После ужина я сидела с Моми на веранде, Эшер и Калео гоняли футбольный мяч, Морган делал снимки. Налани ушла к соседке, отнести несколько лаймов с дерева.
Я ощутила, как пожилая женщина перевела взгляд с Эшера на меня.
– Он хороший, – вдруг проговорила она. – Но беспокоит меня.
– Почему? Что-то случилось?
– Нет, милая. Он здоров телом, но дух его… весьма встревожен.
– Но почему?
– Он застрял между тем, что считает своим долгом, и желаниями собственного сердца.
Я поерзала на стуле.
– И что это может быть? – прочистив горло, неуверенно спросила я.
Моми поджала губы и немного помолчала, а потом заговорила, словно сама с собой.
– Он так и не простил отца, бросившего их еще в детстве, и мать, оставившую их из-за зависимости. Он носит гнев в себе, а это вредно для души. – Она решительно кивнула головой. – Ему нужно пройти Хо'опонопоно.
– Хо'попо… что?
– Это полинезийская традиция прощения и исцеления. Очень древняя и глубокая, но очень простая. Нужно только сосредоточиться на объекте раздора и сказать: «Мне жаль, пожалуйста, прости меня. Спасибо, я люблю тебя».
Я нахмурилась.
– Зачем Эшеру просить прощения у родителей? Это ведь они все испортили.
– Не у них. Он должен простить себя. – Она взглянула на меня темными глазами. – А еще поблагодарить себя за силу и доброту и полюбить таким, как есть. Хо'опонопоно – это исцеление, а не искупление.
Моми посмотрела на моего пожарного, который раскручивал в воздухе Калео. Мальчик визжал от смеха.
– Эшер считает, что все должно оставаться неизменным, находиться под его контролем – потому что верит, что так он сам будет в безопасности. Но жизнь не стоит на месте. Она полна впечатлений, и порой нелегких. Однако трудности лишь открывают двери в наши сердца, которые в противном случае остались бы заперты. Пренебрежение со стороны родителей – тяжкое испытание, но Эшер должен попытаться увидеть в нем дар, который помог ему стать таким, как есть – хорошим, добрым, заботливым. – Она коснулась скрюченными пальцами моего запястья и улыбнулась. – Полагаю, его чувства к тебе – одно из впечатлений, что он не в силах контролировать, как бы сильно ни пытался. Но они открывают двери в его сердце.

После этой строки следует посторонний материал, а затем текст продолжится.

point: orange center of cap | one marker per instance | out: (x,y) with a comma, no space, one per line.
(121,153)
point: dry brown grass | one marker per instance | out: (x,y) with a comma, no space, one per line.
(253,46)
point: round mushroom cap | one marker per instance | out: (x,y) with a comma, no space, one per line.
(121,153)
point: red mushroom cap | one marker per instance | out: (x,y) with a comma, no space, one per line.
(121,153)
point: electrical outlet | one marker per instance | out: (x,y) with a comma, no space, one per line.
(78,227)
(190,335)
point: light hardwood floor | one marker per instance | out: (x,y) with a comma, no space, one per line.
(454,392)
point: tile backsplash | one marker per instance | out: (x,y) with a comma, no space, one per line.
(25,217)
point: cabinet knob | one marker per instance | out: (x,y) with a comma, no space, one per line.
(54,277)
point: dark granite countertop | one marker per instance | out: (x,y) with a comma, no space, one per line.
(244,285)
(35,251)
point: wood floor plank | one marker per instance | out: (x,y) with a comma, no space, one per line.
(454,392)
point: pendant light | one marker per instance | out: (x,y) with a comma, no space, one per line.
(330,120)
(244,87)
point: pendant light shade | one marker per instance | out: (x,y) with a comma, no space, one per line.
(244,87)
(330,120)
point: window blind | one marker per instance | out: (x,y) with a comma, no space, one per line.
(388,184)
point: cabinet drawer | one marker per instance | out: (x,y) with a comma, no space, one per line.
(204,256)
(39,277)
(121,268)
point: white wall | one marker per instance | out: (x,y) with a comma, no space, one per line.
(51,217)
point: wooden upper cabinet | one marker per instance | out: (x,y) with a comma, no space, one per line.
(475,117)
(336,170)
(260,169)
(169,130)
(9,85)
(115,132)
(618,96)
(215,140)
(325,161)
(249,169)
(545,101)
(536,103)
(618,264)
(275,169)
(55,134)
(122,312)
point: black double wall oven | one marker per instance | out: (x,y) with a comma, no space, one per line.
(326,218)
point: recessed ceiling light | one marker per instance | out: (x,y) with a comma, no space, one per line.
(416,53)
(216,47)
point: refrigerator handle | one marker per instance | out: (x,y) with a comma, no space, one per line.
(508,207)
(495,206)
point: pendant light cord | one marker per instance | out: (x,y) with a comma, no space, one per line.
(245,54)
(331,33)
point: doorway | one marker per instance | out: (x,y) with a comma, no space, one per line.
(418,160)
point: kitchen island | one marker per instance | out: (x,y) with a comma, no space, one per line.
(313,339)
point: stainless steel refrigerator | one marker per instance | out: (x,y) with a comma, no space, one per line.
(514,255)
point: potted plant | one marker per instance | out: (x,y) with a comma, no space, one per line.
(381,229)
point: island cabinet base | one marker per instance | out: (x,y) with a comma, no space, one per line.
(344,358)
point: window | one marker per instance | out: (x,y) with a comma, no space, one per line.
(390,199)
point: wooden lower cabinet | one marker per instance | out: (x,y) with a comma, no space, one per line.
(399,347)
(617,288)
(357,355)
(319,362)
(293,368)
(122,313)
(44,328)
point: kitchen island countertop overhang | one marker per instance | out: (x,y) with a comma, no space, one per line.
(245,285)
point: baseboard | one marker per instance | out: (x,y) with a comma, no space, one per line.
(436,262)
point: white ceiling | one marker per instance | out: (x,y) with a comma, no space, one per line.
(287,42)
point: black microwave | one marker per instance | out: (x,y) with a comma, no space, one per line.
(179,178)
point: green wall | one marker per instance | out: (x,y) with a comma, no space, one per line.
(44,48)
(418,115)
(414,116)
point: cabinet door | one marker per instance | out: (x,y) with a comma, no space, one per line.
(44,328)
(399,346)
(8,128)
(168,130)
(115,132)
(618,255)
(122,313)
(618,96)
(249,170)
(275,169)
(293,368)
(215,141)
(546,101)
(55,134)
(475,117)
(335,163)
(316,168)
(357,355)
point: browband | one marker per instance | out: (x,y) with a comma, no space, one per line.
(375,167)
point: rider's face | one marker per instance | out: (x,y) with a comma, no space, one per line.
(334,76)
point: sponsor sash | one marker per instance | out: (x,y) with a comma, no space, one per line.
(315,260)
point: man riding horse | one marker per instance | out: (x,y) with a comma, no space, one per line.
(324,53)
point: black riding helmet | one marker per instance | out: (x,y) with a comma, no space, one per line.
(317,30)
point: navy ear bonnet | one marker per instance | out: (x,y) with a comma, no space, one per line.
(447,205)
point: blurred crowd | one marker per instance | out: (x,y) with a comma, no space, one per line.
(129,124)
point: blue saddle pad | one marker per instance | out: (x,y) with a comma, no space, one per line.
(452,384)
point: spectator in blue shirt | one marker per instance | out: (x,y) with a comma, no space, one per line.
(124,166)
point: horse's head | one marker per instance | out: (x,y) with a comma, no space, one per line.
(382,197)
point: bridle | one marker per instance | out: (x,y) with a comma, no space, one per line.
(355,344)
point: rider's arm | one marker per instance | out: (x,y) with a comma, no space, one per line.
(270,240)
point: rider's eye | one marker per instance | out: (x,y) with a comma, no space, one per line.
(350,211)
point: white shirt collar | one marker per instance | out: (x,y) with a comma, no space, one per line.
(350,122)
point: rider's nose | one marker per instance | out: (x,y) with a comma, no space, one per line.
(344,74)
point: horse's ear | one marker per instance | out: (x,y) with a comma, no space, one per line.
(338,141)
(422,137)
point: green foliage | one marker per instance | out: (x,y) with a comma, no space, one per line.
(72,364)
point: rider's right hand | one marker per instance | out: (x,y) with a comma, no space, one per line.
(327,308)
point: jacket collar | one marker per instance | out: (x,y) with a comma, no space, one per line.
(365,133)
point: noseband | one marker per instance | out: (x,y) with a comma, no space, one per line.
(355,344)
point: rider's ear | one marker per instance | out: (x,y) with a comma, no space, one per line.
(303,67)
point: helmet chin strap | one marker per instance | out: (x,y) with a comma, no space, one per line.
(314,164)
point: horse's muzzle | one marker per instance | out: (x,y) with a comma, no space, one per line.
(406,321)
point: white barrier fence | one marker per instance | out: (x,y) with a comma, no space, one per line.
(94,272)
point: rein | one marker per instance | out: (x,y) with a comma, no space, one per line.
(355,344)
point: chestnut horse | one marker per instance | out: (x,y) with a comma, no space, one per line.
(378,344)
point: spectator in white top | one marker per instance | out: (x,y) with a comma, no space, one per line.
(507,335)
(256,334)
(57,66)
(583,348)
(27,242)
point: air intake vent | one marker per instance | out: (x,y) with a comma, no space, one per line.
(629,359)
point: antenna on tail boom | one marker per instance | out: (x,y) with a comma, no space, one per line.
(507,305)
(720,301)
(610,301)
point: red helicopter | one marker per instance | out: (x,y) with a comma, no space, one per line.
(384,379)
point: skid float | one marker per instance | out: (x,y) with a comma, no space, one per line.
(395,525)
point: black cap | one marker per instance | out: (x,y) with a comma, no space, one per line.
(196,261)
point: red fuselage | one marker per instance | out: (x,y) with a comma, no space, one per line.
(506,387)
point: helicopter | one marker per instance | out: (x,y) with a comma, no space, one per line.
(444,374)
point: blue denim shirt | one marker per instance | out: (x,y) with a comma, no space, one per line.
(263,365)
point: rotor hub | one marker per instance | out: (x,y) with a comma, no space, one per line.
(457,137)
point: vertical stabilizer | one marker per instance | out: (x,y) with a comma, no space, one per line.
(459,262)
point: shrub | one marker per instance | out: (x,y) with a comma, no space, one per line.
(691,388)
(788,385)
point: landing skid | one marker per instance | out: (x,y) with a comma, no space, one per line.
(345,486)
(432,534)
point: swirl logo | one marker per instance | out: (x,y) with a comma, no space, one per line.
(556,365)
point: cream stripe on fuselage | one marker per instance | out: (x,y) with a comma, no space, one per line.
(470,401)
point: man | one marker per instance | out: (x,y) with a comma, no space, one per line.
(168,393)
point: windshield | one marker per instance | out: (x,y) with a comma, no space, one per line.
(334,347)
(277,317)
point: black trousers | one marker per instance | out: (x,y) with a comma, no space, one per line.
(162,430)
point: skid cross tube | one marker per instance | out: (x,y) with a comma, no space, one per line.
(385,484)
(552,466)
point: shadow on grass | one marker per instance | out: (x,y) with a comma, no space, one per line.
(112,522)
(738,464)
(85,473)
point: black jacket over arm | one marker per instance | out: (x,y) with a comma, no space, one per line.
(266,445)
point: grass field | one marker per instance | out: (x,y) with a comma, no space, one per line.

– В мое тоже, – прошептала я. – Я ощущаю, будто только начинаю контролировать собственную жизнь и создавать нечто настоящее в Сиэтле, но чувства к нему… они просто зашкаливают. Я не знаю, как быть дальше. В отношении… нас.
Моми похлопала меня по руке, потом сложила ладони на коленях.
– Я не могу сказать, что тебе делать…
– Вы точно можете, – возразила я. – И вообще-то, я бы хотела это услышать.
Она усмехнулась.
– Просто наберись терпения к нему и к себе. Если чему-то суждено быть, оно произойдет.
– Мило. Это древняя гавайская поговорка?
– Это поговорка от древней жительницы Гавайев. – Моми постучала себя по груди.
Я расхохоталась и нежно обняла ее.
– Всем нужна своя Моми.
– Не стану возражать.
* * *
В последний вечер на Гавайях Эшер отвез меня на луау, который проходил на старой ферме, где когда-то выращивали сахарный тростник. В воздухе плыли звуки гавайской гитары, ветер разносил аромат плюмерии. Зарегистрировавшись, мы вошли в огромный павильон, где собрались резчики по дереву, ювелиры и танцоры, пытающиеся научить незадачливых туристов исполнять хула.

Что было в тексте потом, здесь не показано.